HOME » BERITA » LOCKDOWN MALAYSIA, POLISI PERIKSA RATUSAN RIBU KENDARAAN DAN RATUSAN ORANG DITANGKAP

Lockdown Malaysia, Polisi Periksa Ratusan Ribu Kendaraan dan Ratusan Orang Ditangkap

Selama status lockdown atau MCO di Malaysia warga tak diizinkan meninggalkan rumah, kecuali dalam kondisi darurat. Jika melanggar, polisi akan menangkap dan memenjarakan mereka.

Jum'at, 27 Maret 2020 08:15 Editor : Dini Arining Tyas
Lockdown Malaysia, Polisi Periksa Ratusan Ribu Kendaraan dan Ratusan Orang Ditangkap
Pemeriksaan polisi di Malaysia selama masa lockdown (Paultan)

OTOSIA.COM - Status lockdown di Malaysia atau yang mereka sebut dengan istilah Movement Control Order (MCO) diterapkan sejak 18 Maret 2020 lalu. Kini MCO diperpanjang hingga 14 April 2020, untuk menekan penularan virus Corona.

Dengan begitu, tak ada satupun warga yang diizinkan untuk meninggalkan rumah tanpa alasan yang tepat. Maka pemerintah pun bertindak tegas terhadap siapapun yang melanggar.

Seperti diberitakan The Star, Inspektur Jenderap polisi Tan Sri Abdul Hamid Bador menerangkan, awalnya polisi mengadopsi pendekatan yang humanis denga menasihati warga. Tapi karena semakin banyak yang melanggar, polisi pun mulai menangkap meraka.

"Sekitar 110 orang telah ditangkap dalam tujuh hari terkahir karena melanggar MCO," ungkapnya, seperti diberitakan.

1 dari 2 Halaman

Paultan.org

Abdul Hamid menegaskan kepada warga untuk tak kaget jika ngotot keluar rumah maka harus ditangkap. Warga yang tertangkap juga harus menginap di penjara.

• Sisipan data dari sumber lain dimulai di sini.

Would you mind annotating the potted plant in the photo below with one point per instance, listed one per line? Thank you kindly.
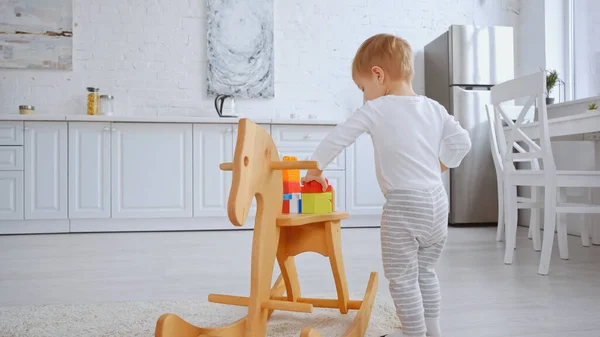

Selain itu, polisi juga memeriksa 234.660 kendaraan di jalan nasional selama MCO. Beberapa orang masih nekat keluar rumah dan berkendara untuk alasan-alasan yang terkesan dibuat-buat.

"Contohnya terjadi di Sugai Buloh kemarin. beberapa pengendara mobil memberikan alasan beragam, seperti membeli makan ke Sungai Buloh padahal alamatnya di Shah Alam. Kami memaksa mereka untuk kembali," lanjutnya.

2 dari 2 Halaman

Sementara itu di Petaling Jaya juga demikian. Para pengendara mengaku harus pergi ke kantor ntuk menyirami tanaman, mengirim kue, membeli koran, dan keluar membeli makan siang, seperti dberitaan Berita Harian.

Kepala Polisi Distrik PJ, ACP Nik Ezanee Mohd Faisal mengatakan tak ada insiden memarahi publik atau mengkritik polisi, tapi alasan yang diberikan para pengendara menjadi indikasi bahwa masih banyak yang tidak menyadari bahayanya COVID-19

"Bahkan, beberapa yang tingal di Shah Alam mengatakan ingin membeli barang-barang dapur di PJ," ungkapnya. Polisi setempat menegaskan bahwa warga harus patuh dan jika terpaksa keluar lakukan dengan cepat dan menjaga jarak. Polisi juga menerapkan aturan satu mobil satu orang.